Saverino Daniele, Simone Rita, Bagnasco Marcello, Pesce Giampaola
Section of Human Anatomy, Department of Experimental Medicine, University of Genova, Genova, Italy.
Medical and Radiometabolic Therapy Unit, Department of Internal Medicine, University of Genova, Viale Benedetto XV, 6, 16132 Genova, Italy.
Auto Immun Highlights. 2010 Nov 4;1(2):73-81. doi: 10.1007/s13317-010-0011-7. eCollection 2010 Nov.
CTLA-4, initially described as a membranebound molecule, is a costimulatory receptor transducing a potent inhibitory signal. Increasing evidence shows the CTLA-4 gene to be an important susceptibility locus for autoimmune endocrinopathies and other autoimmune disorders. A soluble form of cytotoxic T-lymphocyte-associated antigen-4 (sCTLA-4) has been established and shown to possess CD80/CD86 binding activity and in vitro immunoregulatory functions. sCTLA-4 is generated by alternatively spliced mRNA. Whereas low levels of sCTLA-4 are detected in normal human serum, increased serum levels are observed in several autoimmune diseases (e.g. Graves' disease, myasthenia gravis, systemic lupus erythematosus, type 1 diabetes, systemic sclerosis, coeliac disease, autoimmune pancreatitis and primary biliary cirrhosis). The biological significance of increased sCTLA-4 serum levels is not fully clarified yet. On the one hand, it can be envisaged that sCTLA-4 specifically inhibits early T-cell activation by blocking the interaction of CD80/CD86 with the costimulatory receptor CD28. On the other hand, higher levels of sCTLA-4 could compete for the binding of the membrane form of CTLA-4 with CD80/CD86 in the later phases of T-lymphocyte activation, causing a reduction in inhibitory signalling. This double-edged nature of sCTLA-4 to block the binding of CD28 to CD80/CD86 may result in different outcomes during the clinical course of an autoimmune disease.

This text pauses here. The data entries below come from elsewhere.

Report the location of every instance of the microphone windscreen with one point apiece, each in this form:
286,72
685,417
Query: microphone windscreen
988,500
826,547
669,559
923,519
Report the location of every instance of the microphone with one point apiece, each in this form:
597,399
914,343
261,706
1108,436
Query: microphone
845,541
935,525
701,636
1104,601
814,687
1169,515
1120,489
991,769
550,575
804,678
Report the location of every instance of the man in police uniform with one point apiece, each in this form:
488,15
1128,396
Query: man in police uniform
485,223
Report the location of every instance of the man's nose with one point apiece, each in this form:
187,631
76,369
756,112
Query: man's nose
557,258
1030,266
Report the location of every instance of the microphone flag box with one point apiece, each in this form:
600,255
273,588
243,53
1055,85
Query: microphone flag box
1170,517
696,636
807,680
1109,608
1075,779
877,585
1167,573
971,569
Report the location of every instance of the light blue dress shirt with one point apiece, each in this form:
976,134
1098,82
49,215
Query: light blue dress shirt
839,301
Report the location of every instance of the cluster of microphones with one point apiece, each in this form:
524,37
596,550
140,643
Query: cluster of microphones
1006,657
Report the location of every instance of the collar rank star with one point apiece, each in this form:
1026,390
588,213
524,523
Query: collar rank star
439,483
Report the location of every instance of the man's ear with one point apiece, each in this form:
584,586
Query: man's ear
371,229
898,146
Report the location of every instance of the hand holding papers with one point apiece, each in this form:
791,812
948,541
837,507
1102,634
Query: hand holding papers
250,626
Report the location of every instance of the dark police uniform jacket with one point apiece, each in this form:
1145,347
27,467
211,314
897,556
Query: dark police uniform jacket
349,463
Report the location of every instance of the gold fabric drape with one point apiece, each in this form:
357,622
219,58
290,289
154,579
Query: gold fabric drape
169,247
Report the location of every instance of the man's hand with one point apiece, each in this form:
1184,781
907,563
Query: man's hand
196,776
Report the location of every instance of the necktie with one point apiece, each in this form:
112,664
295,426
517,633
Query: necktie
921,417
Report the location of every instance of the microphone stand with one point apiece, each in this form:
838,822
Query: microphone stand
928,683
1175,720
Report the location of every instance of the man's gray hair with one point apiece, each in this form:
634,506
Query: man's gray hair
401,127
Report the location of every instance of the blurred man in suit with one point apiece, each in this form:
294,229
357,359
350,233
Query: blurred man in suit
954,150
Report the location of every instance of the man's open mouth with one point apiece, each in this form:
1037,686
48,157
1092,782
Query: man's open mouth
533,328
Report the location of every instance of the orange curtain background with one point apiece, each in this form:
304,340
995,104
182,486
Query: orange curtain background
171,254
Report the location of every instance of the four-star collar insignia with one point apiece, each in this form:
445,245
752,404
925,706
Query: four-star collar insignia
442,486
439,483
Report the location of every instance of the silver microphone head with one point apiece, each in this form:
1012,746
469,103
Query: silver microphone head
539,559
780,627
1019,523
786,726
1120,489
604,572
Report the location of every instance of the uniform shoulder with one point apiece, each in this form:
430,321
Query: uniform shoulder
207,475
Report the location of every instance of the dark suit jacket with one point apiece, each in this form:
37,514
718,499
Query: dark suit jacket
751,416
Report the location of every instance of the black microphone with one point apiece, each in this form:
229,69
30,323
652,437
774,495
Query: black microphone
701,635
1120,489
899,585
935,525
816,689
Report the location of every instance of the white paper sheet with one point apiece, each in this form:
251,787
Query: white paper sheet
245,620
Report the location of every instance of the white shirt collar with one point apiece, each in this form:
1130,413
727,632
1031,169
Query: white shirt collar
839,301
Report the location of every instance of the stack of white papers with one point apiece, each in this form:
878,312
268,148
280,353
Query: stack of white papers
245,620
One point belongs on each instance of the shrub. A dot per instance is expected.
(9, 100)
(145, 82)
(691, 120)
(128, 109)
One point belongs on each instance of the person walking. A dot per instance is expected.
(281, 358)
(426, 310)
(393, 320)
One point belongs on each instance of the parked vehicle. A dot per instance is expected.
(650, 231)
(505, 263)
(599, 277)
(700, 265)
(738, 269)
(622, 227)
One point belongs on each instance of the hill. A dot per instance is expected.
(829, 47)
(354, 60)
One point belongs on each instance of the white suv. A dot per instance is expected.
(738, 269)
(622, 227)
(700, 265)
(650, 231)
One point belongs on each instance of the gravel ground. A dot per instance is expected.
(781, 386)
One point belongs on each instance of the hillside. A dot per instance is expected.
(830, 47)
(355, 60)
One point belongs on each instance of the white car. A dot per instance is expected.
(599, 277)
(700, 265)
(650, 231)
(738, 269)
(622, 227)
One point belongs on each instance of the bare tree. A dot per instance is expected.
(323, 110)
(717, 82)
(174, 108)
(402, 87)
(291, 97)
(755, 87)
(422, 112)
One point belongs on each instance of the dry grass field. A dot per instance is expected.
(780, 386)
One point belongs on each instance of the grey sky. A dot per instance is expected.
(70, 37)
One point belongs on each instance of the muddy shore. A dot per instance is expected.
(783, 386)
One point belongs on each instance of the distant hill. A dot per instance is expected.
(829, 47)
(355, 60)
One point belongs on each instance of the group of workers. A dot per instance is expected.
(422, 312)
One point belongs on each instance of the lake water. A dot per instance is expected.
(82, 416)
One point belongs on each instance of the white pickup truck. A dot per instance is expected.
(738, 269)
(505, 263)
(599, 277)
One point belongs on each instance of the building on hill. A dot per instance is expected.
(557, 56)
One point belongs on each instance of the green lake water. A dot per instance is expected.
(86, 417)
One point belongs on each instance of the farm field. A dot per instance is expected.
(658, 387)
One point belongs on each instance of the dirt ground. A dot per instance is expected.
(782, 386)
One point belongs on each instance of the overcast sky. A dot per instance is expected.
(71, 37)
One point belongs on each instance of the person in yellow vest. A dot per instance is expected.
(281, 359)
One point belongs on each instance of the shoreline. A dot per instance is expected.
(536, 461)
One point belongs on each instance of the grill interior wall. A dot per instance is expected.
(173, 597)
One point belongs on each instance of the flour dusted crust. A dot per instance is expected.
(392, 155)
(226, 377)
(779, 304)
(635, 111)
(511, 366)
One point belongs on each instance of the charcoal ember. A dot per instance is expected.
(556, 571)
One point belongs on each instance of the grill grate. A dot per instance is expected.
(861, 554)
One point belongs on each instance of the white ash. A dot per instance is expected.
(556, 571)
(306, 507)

细胞毒性T淋巴细胞相关抗原4(CTLA-4)最初被描述为一种膜结合分子,是一种共刺激受体,可转导强大的抑制信号。越来越多的证据表明,CTLA-4基因是自身免疫性内分泌病和其他自身免疫性疾病的重要易感基因座。一种可溶性形式的细胞毒性T淋巴细胞相关抗原4(sCTLA-4)已被证实具有CD80/CD86结合活性和体外免疫调节功能。sCTLA-4由可变剪接的mRNA产生。正常人体血清中可检测到低水平的sCTLA-4,而在几种自身免疫性疾病(如格雷夫斯病、重症肌无力、系统性红斑狼疮、1型糖尿病、系统性硬化症、乳糜泻、自身免疫性胰腺炎和原发性胆汁性肝硬化)中,血清水平会升高。sCTLA-4血清水平升高的生物学意义尚未完全阐明。一方面,可以设想sCTLA-4通过阻断CD80/CD86与共刺激受体CD28的相互作用来特异性抑制早期T细胞活化。另一方面,在T淋巴细胞活化的后期,较高水平的sCTLA-4可能会竞争CTLA-4膜形式与CD80/CD86的结合,导致抑制信号减少。sCTLA-4阻断CD28与CD80/CD86结合的这种双刃剑性质可能会在自身免疫性疾病的临床过程中导致不同的结果。